Linking theory and experiment to surface engineer environmentally sustainable solar cells
Peter Holliman a, Christopher Kershaw a, Diana Meza-Rojas a, Eurig Jones a, Anthony Lewis a, Dawn Geatches b, Kakali Sen b, Ya-Wen Hsiao b
a College of Engineering, Bay Campus, Swansea University, Swansea, SA1 8EN, UK
b Scientific Computing Department, STFC Daresbury Laboratory, Daresbury, Warrington, UK
International Conference on Hybrid and Organic Photovoltaics
Proceedings of International Conference on Hybrid and Organic Photovoltaics (HOPV22)
València, Spain, 2022 May 19th - 25th
Organizers: Pablo Docampo, Eva Unger and Elizabeth Gibson
Invited Speaker, Peter Holliman, presentation 006
Publication date: 20th April 2022

Decarbonising energy production is essential to address climate change, and it must be delivered at significant scale. Solar energy is a key part of the patchwork of renewable energy technologies that will deliver this new zero carbon global future. Combining the decarbonisation of energy production with photovoltaic deployment at a global scale raises issues at every stage of the solar cell life cycle.
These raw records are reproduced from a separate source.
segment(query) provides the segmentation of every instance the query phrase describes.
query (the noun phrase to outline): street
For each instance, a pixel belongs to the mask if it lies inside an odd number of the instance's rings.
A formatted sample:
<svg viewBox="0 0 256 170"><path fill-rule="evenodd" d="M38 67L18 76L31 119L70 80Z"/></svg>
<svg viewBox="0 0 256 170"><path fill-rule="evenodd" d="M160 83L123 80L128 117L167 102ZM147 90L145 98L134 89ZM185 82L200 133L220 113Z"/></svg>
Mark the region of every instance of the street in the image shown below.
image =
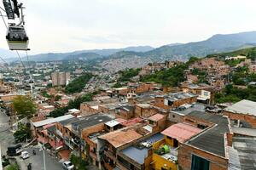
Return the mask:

This paper will consider the life cycle of perovskite and dye-sensitized solar cells from the design of light harvesters and charge extractors to device processing through to recycling issues. This paper will also describe how the advantages of computer modelling (precision at atomic length scales) can be combined with experiment (precision at bulk scale) to deliver new perspectives on the surface engineering of devices and device interfaces [1, 2]. In this context, we will report recent work on new dyes, how dye synthesis can be used to study dye-oxide orientation and demonstrate why this is key to future dye design. We will also report recent studies of in situ metrology using multi-spectral approaches (spectro-electrochemistry, as well as visible, ultra-fast and thermal imaging). These techniques have been to study key processing steps such as metal oxide sintering and spin coating and, in parallel, with computer modelling to iteratively study dye sensitization [3-5].

We gratefully acknowledge funding from the  EU SPARC-II (CK), EPSRC EP/P030068/1 (DMR, PJH), EP/P03165X/1 (DG, KS, Y-WH), EP/M015254/2 (EWJ), and the support of the  Mass Spectrometry Facility at Swansea University.